In wenigen Tagen waren unsere Wiesen voll von Knaben, Jünglingen und Männern. Jetzt ist es Deine Sache, sprach Hilarion, zu ihnen zu reden!
Die Brust schwoll mir von Begeisterung. Auf einem Rasen redet' ich zu den Spartanern.
Meine Worte waren wie der Gießbach, der von Felsenhöhen in die Täler strudelt, die Eichen aus den Wurzeln reißt und alles faßt und wogend mit sich fortreißt. Die Ungestümen rissen Zweige von den Lorbeerbäumen und warfen sie mit lautem Ruf über mich. Hilarion drückte mir schweigend die Hand.

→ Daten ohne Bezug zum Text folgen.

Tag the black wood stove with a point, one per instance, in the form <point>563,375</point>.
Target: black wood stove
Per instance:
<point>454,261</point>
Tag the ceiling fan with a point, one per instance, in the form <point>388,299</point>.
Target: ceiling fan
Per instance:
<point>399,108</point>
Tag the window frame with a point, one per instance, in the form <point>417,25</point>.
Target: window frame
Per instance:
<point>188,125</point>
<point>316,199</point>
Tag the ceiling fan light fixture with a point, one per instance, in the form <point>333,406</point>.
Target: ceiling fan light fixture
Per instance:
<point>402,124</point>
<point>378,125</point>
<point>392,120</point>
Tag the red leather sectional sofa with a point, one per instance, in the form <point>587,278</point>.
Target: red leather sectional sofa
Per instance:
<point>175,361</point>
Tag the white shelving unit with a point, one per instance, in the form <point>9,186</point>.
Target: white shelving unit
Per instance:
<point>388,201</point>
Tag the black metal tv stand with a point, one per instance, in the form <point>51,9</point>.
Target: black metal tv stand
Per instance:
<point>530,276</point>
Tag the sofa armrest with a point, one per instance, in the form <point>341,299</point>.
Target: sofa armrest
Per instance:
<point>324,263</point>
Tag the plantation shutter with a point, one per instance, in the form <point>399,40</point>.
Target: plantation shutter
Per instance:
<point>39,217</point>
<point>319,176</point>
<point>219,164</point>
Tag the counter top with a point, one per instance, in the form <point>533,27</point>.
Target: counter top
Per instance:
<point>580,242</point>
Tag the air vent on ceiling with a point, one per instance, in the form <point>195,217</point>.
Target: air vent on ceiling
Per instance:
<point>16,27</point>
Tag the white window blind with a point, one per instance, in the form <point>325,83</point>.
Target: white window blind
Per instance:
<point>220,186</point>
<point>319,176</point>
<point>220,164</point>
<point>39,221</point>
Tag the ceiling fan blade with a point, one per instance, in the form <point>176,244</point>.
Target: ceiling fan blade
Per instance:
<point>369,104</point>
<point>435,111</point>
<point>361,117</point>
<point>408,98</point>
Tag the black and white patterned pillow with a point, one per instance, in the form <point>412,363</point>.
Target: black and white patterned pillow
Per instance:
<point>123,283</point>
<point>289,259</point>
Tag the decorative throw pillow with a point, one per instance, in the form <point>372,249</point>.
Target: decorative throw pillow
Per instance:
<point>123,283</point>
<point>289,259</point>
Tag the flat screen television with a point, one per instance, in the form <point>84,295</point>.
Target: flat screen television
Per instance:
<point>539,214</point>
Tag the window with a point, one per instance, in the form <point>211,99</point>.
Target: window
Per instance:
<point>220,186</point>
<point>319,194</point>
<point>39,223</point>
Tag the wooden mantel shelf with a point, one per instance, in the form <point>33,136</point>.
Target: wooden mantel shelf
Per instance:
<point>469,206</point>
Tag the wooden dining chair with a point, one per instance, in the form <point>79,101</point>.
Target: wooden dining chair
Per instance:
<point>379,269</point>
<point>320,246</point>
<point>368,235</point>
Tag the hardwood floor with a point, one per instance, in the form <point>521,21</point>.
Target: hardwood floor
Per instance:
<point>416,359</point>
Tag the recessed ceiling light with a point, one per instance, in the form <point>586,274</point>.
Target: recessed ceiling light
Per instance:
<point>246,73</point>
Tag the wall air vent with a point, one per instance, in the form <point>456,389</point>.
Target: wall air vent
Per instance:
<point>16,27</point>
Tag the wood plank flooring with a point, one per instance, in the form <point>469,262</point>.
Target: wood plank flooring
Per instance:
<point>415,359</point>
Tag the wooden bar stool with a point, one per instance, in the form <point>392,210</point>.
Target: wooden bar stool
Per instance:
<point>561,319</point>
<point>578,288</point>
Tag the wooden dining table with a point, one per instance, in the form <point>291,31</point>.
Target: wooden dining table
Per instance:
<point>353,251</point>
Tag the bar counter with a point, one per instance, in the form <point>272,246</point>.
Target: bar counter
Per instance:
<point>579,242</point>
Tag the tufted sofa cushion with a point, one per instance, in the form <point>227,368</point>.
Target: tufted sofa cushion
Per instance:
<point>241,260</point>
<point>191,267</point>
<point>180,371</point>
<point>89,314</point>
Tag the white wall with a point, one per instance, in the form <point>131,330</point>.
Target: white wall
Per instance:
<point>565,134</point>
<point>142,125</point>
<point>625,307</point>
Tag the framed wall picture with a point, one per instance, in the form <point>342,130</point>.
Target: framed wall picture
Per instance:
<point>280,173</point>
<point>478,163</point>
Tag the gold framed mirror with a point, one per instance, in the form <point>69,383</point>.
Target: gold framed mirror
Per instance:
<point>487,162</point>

Von nun an kamen sie täglich zusammen zum Ringen, Laufen und Werfen. Und wenn ich schweißbedeckt am Abend nach Hause kam, trat mir Theone entgegen und gab mir mein Abendbrot. Da ruhte die wilde Kampfeslust und der tobende Sinn. Aus ihrem milden Auge quoll ein sanfter Friede und wehte kühlend und besänftigend durch meine Seele.
Ich fühlte mir ein neues Leben entstehen. Meine Seele war gestillt, erweitert, angefüllt, war frisch wie das Tal, wann die Morgensonne überm Hügel schwebt.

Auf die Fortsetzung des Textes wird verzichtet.